Yoga means many things to many people, and it’s taken me many years to find out what it means to me, personally. For me, the practice of it, in its simplest form, is about finding wholeness. Bringing the pieces of myself back together, moving and breathing from my whole body. Indeed, the very meaning of the word ‘yoga’ is union.
And so, what would it be like, if your eating practice involved engaging your entire body – your whole being?
More often than not, my eating behaviour appears to be driven by that pesky impulse in the brain, the one that says “go on, go get some.” And from the brain, to the mouth, the sensory pleasure of the moment, and I’m all tongue – overloaded with taste and texture. And then the urge again, for more, to keep going, to remain in the pleasure, to maintain the high. Impulse in the brain, food in the mouth. Where has the rest of me gone?
Where’s my oesophagus, gently squeezing the food down into the stomach? Where’s the belly, and how packed does it feel? Where are my lungs, throat, heart, in all of this?
The trouble with being driven by habit is that our unconscious pathways are so incredibly fast and efficient, that the rest of us doesn’t get a look in. We must choose to slow down if we want the rest of the body to join us. We must invite some more players to the table. You’re eating anyway, so why not get curious about the sensations that arise in different parts of your body?
And I can guarantee, that when heart, throat, lungs and stomach get involved, they protest. The sensations speak to me: I don’t want this much. I can’t do it this fast. I need a more comfortable position for this – sit up please. This isn’t warm enough. It’s not fresh enough. I’m still working on the last meal you gave me. I’m dry.
This is exactly why we don’t want the whole body to get involved. We know the wisdom that lies there. We want our fix, and we don’t want it spoiled by the killjoy belly, who’s telling us to leave the food well alone. And in that realisation, we have a conflict. The part of us that wants to eat. The part of us that doesn’t. How do we resolve this separation? How do we create a unified whole?
We dance. We feel. We push and pull in all directions, noticing all the time. The brain. The tongue. The belly. The throat. The heart. The breath. There is no right or wrong way, no correct answer. We invite the different parts of ourselves to come together. Tongue and teeth, can you chew this a little more slowly, make this a bit easier for the belly to handle?
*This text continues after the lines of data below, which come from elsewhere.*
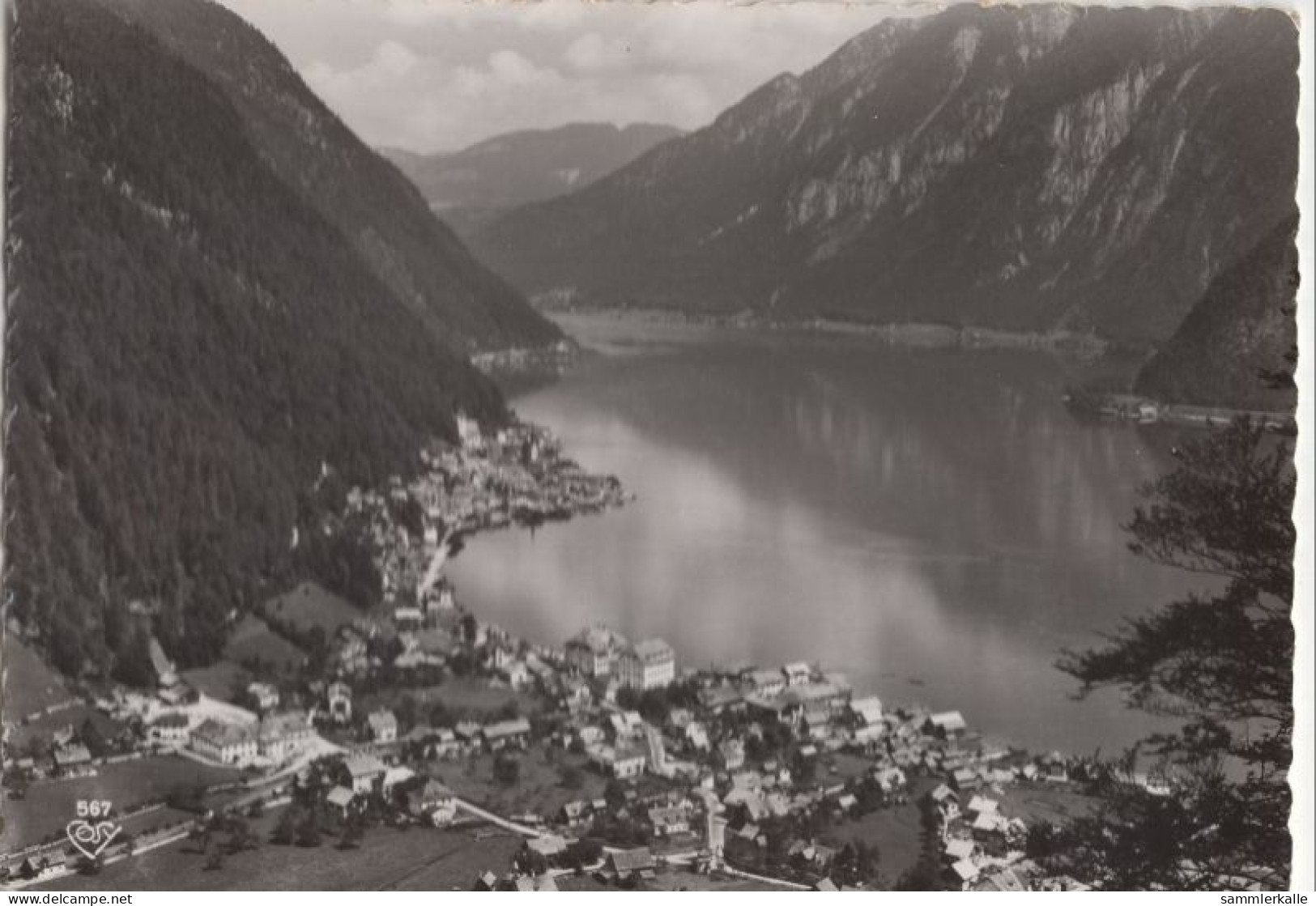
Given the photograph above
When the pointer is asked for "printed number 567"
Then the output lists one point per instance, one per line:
(94, 808)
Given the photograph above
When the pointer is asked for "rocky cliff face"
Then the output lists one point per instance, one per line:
(1041, 168)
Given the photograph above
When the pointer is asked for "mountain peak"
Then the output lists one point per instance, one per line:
(1025, 168)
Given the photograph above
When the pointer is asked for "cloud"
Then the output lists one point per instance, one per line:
(442, 74)
(594, 53)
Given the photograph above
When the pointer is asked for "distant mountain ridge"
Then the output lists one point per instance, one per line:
(382, 215)
(471, 185)
(1237, 335)
(204, 326)
(1033, 168)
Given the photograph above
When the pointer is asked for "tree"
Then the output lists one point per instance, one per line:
(572, 776)
(1220, 663)
(507, 769)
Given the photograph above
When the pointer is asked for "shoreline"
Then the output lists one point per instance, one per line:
(907, 334)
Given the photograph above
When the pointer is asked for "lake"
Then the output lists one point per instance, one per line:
(932, 522)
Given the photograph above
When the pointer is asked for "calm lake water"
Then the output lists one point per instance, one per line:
(931, 522)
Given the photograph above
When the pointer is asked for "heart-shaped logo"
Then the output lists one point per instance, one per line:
(91, 839)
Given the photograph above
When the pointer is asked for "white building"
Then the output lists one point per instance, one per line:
(339, 700)
(364, 772)
(595, 651)
(227, 743)
(265, 695)
(280, 735)
(649, 664)
(383, 726)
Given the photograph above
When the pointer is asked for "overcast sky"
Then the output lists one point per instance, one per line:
(441, 74)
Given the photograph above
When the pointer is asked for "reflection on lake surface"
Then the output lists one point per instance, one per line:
(932, 522)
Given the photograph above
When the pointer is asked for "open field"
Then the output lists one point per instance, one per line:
(461, 695)
(254, 642)
(29, 683)
(1050, 802)
(387, 859)
(539, 788)
(309, 605)
(895, 832)
(219, 680)
(49, 805)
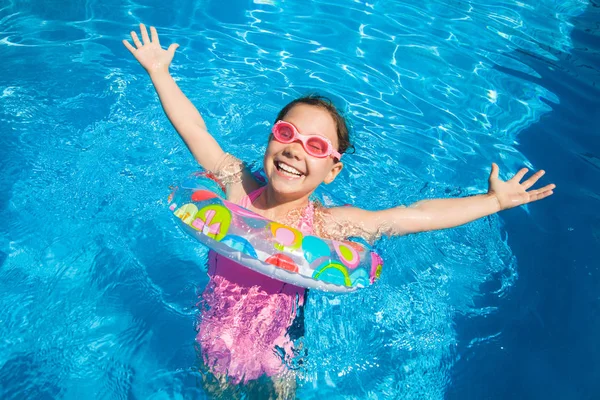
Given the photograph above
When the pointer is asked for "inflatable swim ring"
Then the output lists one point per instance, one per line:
(268, 247)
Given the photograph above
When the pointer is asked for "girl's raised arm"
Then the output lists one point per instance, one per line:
(185, 118)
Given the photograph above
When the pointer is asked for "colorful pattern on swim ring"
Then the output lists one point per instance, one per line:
(286, 237)
(271, 248)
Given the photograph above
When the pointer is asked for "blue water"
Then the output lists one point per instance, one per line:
(99, 287)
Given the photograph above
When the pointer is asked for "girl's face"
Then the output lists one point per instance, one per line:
(289, 168)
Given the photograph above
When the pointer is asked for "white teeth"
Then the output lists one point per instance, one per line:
(289, 169)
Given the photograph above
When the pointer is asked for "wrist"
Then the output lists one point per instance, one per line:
(494, 202)
(159, 74)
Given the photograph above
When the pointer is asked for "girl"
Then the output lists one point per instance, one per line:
(244, 330)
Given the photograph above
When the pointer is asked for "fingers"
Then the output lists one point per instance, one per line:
(519, 175)
(533, 179)
(172, 48)
(541, 193)
(129, 46)
(144, 32)
(136, 40)
(154, 35)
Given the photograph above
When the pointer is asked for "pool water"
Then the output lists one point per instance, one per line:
(99, 287)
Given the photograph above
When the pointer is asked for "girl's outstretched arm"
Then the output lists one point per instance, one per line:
(428, 215)
(185, 118)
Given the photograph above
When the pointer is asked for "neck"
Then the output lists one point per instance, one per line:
(277, 207)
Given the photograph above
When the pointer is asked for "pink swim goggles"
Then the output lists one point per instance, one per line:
(315, 145)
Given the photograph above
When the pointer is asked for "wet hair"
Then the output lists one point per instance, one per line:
(343, 131)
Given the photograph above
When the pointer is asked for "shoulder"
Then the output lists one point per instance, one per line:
(236, 177)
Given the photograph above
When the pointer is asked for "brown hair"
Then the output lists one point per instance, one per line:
(317, 100)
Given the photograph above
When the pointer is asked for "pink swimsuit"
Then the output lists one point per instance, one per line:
(243, 331)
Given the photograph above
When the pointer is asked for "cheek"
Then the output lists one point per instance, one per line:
(318, 166)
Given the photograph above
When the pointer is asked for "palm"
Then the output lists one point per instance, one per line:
(148, 52)
(513, 192)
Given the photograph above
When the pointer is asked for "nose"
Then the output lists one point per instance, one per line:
(294, 150)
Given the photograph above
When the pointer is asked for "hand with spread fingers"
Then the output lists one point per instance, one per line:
(148, 52)
(513, 192)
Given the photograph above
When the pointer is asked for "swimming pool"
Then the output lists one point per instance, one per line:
(99, 288)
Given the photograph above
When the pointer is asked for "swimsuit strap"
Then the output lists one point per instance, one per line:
(249, 199)
(305, 224)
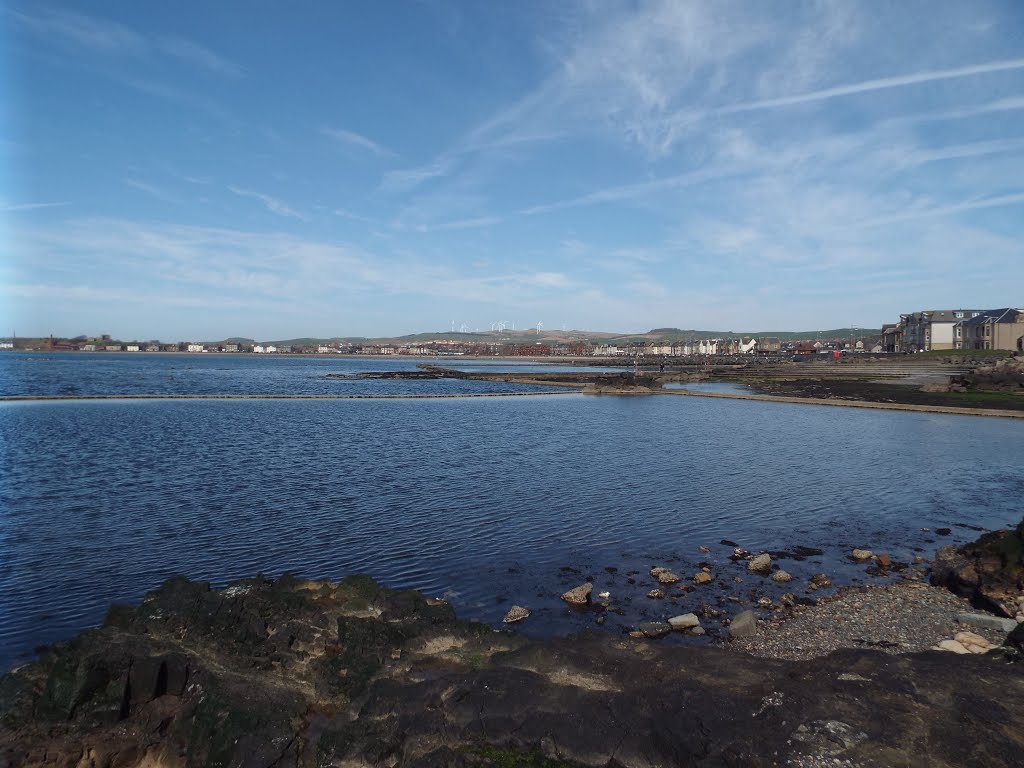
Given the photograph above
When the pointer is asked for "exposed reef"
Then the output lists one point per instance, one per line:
(296, 673)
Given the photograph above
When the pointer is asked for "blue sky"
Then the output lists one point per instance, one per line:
(265, 169)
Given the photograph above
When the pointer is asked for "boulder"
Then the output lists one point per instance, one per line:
(989, 571)
(292, 674)
(987, 622)
(516, 613)
(684, 622)
(664, 576)
(654, 629)
(579, 595)
(760, 564)
(743, 625)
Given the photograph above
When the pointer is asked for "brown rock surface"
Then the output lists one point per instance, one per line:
(292, 673)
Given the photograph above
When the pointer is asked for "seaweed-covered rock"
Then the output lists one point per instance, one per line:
(293, 673)
(988, 571)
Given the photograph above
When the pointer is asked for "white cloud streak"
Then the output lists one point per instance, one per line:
(270, 203)
(352, 138)
(13, 207)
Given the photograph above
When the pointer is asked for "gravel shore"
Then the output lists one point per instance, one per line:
(901, 617)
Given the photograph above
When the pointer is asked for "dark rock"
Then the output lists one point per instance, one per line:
(988, 571)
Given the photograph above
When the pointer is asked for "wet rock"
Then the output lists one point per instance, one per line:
(743, 625)
(828, 737)
(654, 629)
(974, 643)
(579, 595)
(664, 576)
(988, 571)
(516, 613)
(684, 622)
(953, 646)
(293, 673)
(987, 621)
(760, 564)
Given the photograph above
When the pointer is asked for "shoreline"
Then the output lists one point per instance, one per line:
(948, 410)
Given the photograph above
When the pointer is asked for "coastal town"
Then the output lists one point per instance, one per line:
(925, 331)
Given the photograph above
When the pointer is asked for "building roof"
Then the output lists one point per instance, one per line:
(1006, 314)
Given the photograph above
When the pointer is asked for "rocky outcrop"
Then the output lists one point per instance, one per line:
(988, 571)
(292, 673)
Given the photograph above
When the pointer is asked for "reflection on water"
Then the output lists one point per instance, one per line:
(492, 501)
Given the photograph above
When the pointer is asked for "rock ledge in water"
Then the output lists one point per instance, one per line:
(292, 673)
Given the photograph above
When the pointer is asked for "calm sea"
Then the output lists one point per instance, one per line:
(486, 501)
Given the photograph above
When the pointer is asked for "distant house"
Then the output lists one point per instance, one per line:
(991, 329)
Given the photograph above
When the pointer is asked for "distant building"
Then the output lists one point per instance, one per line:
(991, 329)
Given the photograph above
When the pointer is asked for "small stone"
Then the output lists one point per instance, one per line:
(579, 595)
(974, 643)
(952, 645)
(516, 613)
(654, 629)
(684, 622)
(987, 622)
(743, 625)
(760, 564)
(820, 580)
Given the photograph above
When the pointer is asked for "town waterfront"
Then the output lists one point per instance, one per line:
(487, 502)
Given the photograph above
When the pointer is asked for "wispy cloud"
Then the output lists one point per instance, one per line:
(198, 55)
(402, 180)
(868, 86)
(110, 37)
(472, 223)
(12, 207)
(352, 138)
(98, 34)
(148, 188)
(272, 204)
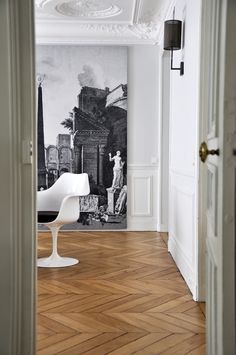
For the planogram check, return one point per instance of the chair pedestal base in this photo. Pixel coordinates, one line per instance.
(56, 261)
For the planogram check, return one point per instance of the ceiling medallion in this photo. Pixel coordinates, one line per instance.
(80, 8)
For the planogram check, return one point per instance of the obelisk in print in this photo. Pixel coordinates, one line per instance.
(42, 171)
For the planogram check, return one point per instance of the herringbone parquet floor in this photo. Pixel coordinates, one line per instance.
(124, 297)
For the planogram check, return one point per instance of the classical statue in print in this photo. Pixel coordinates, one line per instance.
(117, 181)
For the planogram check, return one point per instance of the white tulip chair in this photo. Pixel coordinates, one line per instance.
(57, 206)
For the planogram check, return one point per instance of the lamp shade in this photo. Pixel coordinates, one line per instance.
(172, 35)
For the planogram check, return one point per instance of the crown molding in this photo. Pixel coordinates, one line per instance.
(64, 31)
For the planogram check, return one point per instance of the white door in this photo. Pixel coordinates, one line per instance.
(218, 111)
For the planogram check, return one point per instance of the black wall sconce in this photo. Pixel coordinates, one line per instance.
(172, 40)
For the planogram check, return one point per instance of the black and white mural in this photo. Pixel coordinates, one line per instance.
(82, 127)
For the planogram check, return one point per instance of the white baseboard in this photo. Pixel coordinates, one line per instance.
(183, 264)
(142, 224)
(162, 228)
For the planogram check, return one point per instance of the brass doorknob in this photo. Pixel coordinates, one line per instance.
(204, 152)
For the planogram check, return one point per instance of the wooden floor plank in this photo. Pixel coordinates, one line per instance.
(125, 297)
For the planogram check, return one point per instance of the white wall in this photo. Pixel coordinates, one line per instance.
(142, 137)
(183, 167)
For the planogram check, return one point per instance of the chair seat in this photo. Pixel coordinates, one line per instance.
(47, 216)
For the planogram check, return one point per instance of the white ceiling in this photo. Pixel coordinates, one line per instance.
(100, 21)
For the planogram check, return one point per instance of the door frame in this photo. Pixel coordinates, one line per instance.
(18, 182)
(221, 335)
(163, 141)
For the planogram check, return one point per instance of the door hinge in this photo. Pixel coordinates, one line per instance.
(27, 152)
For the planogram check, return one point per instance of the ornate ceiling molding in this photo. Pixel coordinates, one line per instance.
(62, 30)
(89, 9)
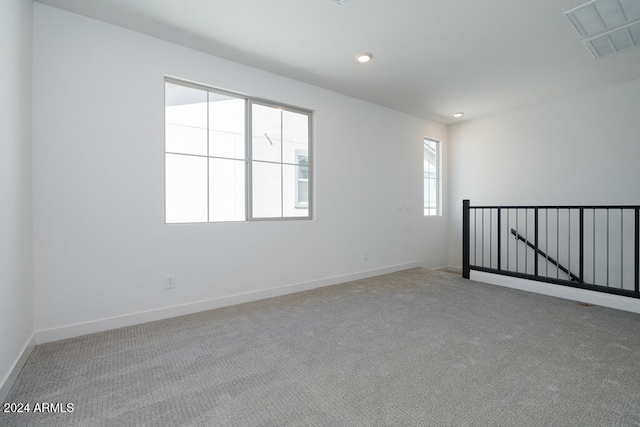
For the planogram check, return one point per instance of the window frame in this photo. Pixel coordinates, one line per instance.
(248, 160)
(437, 178)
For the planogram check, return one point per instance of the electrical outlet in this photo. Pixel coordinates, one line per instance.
(170, 282)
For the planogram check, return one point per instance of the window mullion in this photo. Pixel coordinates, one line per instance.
(208, 162)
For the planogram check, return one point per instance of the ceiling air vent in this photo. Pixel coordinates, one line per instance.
(607, 26)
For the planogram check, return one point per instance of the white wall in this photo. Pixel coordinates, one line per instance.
(101, 248)
(16, 284)
(582, 149)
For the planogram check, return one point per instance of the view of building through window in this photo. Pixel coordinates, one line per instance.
(431, 177)
(214, 172)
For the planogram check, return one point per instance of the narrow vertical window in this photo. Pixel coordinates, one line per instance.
(432, 177)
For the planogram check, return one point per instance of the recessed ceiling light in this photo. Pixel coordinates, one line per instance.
(364, 57)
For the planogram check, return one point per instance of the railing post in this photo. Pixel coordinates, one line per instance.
(466, 215)
(637, 252)
(535, 241)
(499, 236)
(581, 272)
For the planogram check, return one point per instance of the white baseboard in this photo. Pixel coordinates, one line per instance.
(450, 269)
(10, 378)
(575, 294)
(75, 330)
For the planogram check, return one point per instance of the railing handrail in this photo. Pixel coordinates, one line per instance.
(555, 207)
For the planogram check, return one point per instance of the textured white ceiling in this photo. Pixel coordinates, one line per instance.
(432, 58)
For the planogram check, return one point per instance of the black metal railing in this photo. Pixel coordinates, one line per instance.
(589, 247)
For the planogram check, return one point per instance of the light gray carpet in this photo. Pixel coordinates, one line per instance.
(415, 348)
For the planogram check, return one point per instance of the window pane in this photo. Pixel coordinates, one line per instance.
(186, 188)
(267, 187)
(295, 191)
(226, 126)
(295, 129)
(266, 139)
(431, 177)
(185, 120)
(226, 190)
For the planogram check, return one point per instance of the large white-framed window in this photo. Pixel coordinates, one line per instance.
(431, 178)
(230, 157)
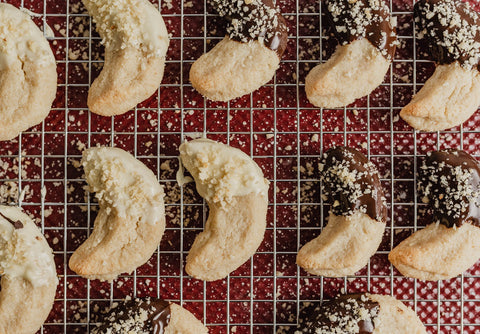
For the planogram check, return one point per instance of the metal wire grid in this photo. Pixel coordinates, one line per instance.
(236, 303)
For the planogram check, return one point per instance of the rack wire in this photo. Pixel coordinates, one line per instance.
(275, 125)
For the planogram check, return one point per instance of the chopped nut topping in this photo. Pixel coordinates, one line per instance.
(451, 29)
(254, 20)
(450, 182)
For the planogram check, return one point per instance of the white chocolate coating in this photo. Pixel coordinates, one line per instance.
(24, 252)
(124, 184)
(20, 39)
(222, 172)
(130, 23)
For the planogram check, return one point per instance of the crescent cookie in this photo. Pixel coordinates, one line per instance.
(367, 44)
(449, 181)
(149, 315)
(237, 196)
(357, 217)
(451, 30)
(29, 279)
(28, 74)
(362, 313)
(131, 219)
(136, 43)
(248, 56)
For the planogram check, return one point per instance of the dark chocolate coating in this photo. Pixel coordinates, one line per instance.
(450, 31)
(449, 181)
(16, 224)
(351, 183)
(358, 19)
(334, 315)
(254, 20)
(124, 317)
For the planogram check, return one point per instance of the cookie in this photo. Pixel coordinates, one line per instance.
(248, 56)
(28, 74)
(367, 40)
(149, 315)
(237, 196)
(449, 181)
(136, 43)
(451, 31)
(131, 217)
(29, 278)
(362, 313)
(357, 216)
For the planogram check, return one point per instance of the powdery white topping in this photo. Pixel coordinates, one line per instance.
(21, 39)
(24, 252)
(123, 185)
(130, 24)
(452, 25)
(222, 172)
(250, 19)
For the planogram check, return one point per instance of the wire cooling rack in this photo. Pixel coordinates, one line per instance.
(278, 127)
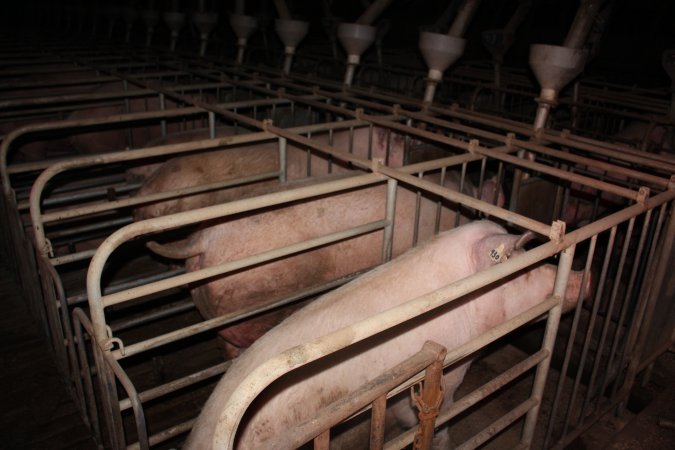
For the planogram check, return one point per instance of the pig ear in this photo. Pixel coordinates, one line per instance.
(492, 192)
(494, 249)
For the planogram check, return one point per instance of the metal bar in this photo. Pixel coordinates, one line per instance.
(216, 322)
(570, 343)
(342, 408)
(226, 267)
(175, 385)
(548, 344)
(502, 423)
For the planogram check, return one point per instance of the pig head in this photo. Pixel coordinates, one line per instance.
(267, 283)
(298, 396)
(245, 160)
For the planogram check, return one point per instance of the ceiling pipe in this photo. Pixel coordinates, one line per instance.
(113, 12)
(330, 24)
(205, 23)
(668, 62)
(243, 27)
(374, 11)
(130, 15)
(583, 23)
(440, 51)
(555, 66)
(461, 22)
(175, 21)
(239, 7)
(290, 31)
(498, 42)
(282, 9)
(151, 18)
(358, 36)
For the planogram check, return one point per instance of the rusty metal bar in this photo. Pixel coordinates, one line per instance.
(174, 385)
(343, 408)
(526, 407)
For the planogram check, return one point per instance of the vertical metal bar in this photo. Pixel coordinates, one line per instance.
(589, 330)
(212, 125)
(283, 175)
(162, 107)
(608, 319)
(439, 203)
(626, 303)
(462, 181)
(570, 343)
(390, 214)
(645, 314)
(559, 288)
(85, 374)
(429, 402)
(377, 423)
(417, 218)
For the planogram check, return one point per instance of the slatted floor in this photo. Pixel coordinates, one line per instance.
(36, 411)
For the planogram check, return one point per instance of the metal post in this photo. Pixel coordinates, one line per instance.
(559, 288)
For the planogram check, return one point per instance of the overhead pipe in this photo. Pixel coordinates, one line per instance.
(151, 18)
(290, 31)
(175, 21)
(329, 24)
(243, 27)
(583, 23)
(374, 11)
(130, 15)
(113, 12)
(498, 42)
(356, 37)
(598, 29)
(440, 51)
(205, 23)
(668, 62)
(555, 66)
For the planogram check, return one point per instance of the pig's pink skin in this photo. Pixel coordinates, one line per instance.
(239, 161)
(241, 237)
(449, 257)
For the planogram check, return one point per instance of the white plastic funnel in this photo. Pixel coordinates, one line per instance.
(555, 66)
(205, 23)
(243, 27)
(291, 32)
(355, 38)
(439, 52)
(175, 22)
(151, 18)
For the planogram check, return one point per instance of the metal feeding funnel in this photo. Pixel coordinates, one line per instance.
(243, 27)
(440, 50)
(555, 66)
(497, 42)
(355, 38)
(205, 21)
(291, 32)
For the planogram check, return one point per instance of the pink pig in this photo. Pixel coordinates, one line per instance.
(449, 257)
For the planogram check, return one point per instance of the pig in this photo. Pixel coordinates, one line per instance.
(449, 257)
(243, 160)
(264, 284)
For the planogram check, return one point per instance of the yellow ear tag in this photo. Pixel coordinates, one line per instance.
(497, 254)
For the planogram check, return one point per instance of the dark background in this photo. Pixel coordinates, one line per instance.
(630, 51)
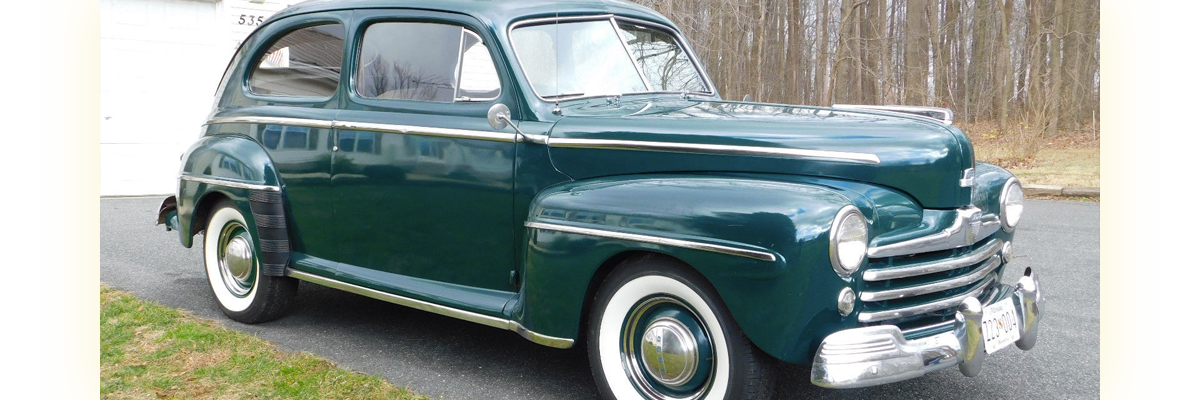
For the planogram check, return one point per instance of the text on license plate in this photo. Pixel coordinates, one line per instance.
(1000, 326)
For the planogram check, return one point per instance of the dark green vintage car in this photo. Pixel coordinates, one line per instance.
(567, 171)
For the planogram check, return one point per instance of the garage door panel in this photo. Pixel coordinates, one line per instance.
(161, 61)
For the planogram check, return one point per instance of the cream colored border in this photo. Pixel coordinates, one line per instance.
(67, 198)
(1132, 102)
(1132, 107)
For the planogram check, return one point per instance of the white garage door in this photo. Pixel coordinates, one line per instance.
(160, 65)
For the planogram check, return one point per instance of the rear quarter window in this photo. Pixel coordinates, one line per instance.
(304, 63)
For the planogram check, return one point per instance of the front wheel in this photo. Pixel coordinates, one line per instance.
(235, 274)
(658, 332)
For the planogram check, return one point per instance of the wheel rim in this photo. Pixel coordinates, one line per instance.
(235, 260)
(666, 351)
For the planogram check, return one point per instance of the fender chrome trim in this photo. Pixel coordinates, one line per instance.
(484, 320)
(719, 149)
(228, 183)
(658, 240)
(273, 120)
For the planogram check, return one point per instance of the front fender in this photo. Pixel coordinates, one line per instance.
(781, 304)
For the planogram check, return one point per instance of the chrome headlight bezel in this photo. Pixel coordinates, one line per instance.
(845, 263)
(1012, 187)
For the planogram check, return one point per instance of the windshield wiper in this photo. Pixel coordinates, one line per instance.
(563, 95)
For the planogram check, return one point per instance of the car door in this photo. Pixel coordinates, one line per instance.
(423, 183)
(287, 96)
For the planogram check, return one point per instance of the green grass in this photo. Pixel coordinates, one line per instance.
(150, 351)
(1072, 159)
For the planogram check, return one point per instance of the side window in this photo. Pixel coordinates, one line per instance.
(437, 63)
(305, 63)
(477, 76)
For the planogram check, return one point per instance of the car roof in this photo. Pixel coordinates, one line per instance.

Breath, can you deepen and lengthen, bring a bit of space into my impulsive urges? Belly, can we create some space here, sit up, loosen up, allow things to flow? Heart, can you find some kindness for me – however and whatever I eat, can you love and care for me?
And you’ll find a middle way, in there somewhere. Maybe you overate, but a bit less frantically. Maybe you felt guilty, but you chose forgiveness. Maybe your belly felt uncomfortably full, but you laid yourself down, breathed, and found space and softness again. You danced back and forth, between comfort and discomfort, and found that you had an infinite power to bring yourself back to ease, to forgiveness, to the wisdom of the sensations in your body.
The body’s capacity to heal is immense. It will forgive you. All you have to do is come back, time and again, to your wholeness. To feel the places that haven’t been felt. That is your yoga. Eating what you need is your yoga.